Marco Rossignoli di Aeranti-Corallo dichiara: “Condividiamo la richiesta di rinvio dello switch-off della Tv digitale terrestre per le Marche formulata dal presidente della giunta regionale Spacca”.

Con riferimento alla richiesta del Presidente della Giunta Regionale delle Marche Gian Mario Spacca formulata al Ministro dello Sviluppo Economico Paolo Romani e al Presidente dell'Agcom Corrrado Calabrò di rinviare, almeno al 2012, il passaggio alle trasmissioni televisive digitali terrestri nel territorio regionale, previsto dal 5 al 21 dicembre 2011, l'Avv. Marco Rossignoli, presidente Aeranti e Coordinatore Aeranti-Corallo, l'associazione che rappresenta, tra l'altro, oltre 320 imprese televisive locali, ha dichiarato:

“Condividiamo totalmente la posizione assunta a sostegno dell'emittenza televisiva locale dal Presidente Spacca al quale va il nostro ringraziamento per la grande sensibilità e attenzione relativamente alle problematiche del settore.

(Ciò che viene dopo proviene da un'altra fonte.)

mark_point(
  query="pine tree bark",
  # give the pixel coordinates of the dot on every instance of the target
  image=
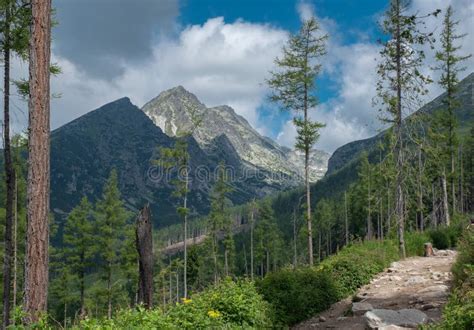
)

Il rinvio dello switch-off è infatti indispensabile per permettere alle tv locali delle Marche di disporre dei tempi tecnici necessari per la transizione”.

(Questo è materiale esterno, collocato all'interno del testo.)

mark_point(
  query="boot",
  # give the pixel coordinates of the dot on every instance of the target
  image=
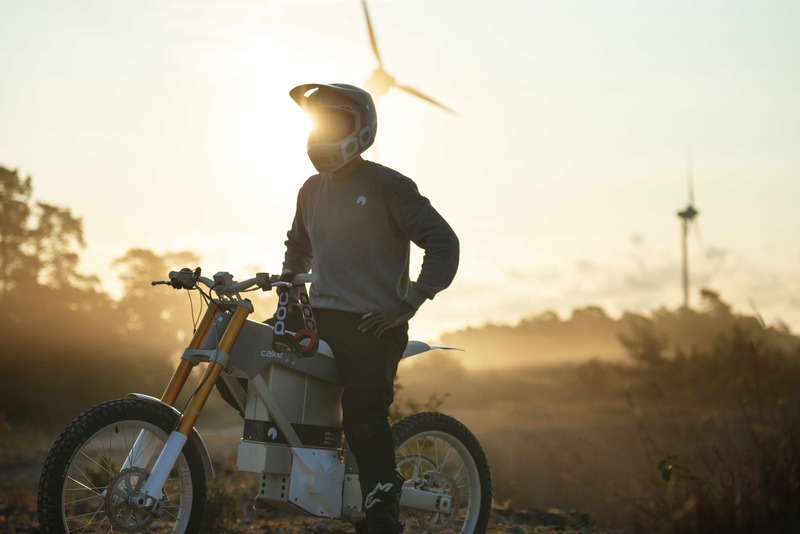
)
(381, 498)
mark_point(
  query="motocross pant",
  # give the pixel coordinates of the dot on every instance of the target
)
(367, 367)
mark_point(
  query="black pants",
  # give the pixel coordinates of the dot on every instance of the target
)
(367, 368)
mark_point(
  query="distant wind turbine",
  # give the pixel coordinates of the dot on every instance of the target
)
(380, 82)
(687, 216)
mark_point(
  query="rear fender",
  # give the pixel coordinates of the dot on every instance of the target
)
(194, 437)
(418, 347)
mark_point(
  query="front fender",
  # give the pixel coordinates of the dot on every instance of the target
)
(194, 436)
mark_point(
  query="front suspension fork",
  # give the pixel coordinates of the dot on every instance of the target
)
(169, 455)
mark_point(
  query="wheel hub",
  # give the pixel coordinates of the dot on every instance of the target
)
(439, 483)
(125, 504)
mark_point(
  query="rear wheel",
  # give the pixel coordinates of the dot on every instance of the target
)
(434, 452)
(99, 462)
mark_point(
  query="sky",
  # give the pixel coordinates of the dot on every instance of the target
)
(166, 124)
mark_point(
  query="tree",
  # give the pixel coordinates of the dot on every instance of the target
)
(15, 210)
(39, 242)
(158, 311)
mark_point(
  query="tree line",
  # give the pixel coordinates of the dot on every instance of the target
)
(66, 342)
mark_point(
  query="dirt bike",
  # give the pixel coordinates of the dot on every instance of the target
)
(137, 464)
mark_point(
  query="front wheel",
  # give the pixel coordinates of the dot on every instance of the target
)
(103, 458)
(436, 453)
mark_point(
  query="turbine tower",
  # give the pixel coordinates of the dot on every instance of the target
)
(687, 216)
(380, 82)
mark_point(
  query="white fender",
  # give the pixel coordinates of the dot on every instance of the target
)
(418, 347)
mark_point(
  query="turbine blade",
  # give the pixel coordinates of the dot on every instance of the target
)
(696, 228)
(371, 34)
(414, 92)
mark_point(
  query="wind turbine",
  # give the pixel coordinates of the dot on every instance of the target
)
(687, 216)
(380, 82)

“Al riguardo occorre evidenziare - ha aggiunto l'Avv. Rossignoli - che il termine per la presentazione delle domande per le assegnazioni delle frequenze e delle numerazioni LCN nelle Marche scadrà il 14 novembre p.v. e che pertanto tali assegnazioni avverranno presumibilmente nei giorni immediatamente precedenti lo switch-off. Ciò comporterà - ha proseguito Rossignoli - l'impossibilità per le tv locali di ricevere prima del 5 dicembre p.v. le forniture degli impianti per trasmettere in tecnica digitale. Infatti non è certamente possibile operare gli acquisti prima di aver ottenuto le assegnazioni delle frequenze e delle numerazioni LCN; diversamente si rischierebbe di effettuare gli investimenti al buio”.

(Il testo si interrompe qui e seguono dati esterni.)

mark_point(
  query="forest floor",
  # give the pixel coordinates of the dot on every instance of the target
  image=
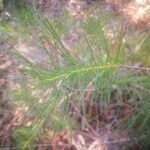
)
(87, 138)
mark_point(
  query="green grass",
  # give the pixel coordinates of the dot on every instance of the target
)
(97, 62)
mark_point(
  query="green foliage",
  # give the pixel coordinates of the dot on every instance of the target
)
(45, 90)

“È altresì inaccettabile - ha affermato Rossignoli - che anche il nuovo piano delle frequenze per la Regione Marche (delibera n.542/11/CONS del 14 ottobre 2011) non preveda alcuna frequenza coordinata per le imprese televisive locali. In tal modo - ha concluso l'Avv. Marco Rossignoli - a parere di Aeranti-Corallo, non viene rispettata, in termini qualitativi, la riserva prevista dalla legge a favore delle tv locali, con riferimento alle assegnazioni frequenziali (1/3 del totale delle frequenze).
È pertanto auspicabile che il TAR Lazio accolga i numerosi ricorsi proposti avverso i criteri generali di pianificazione”.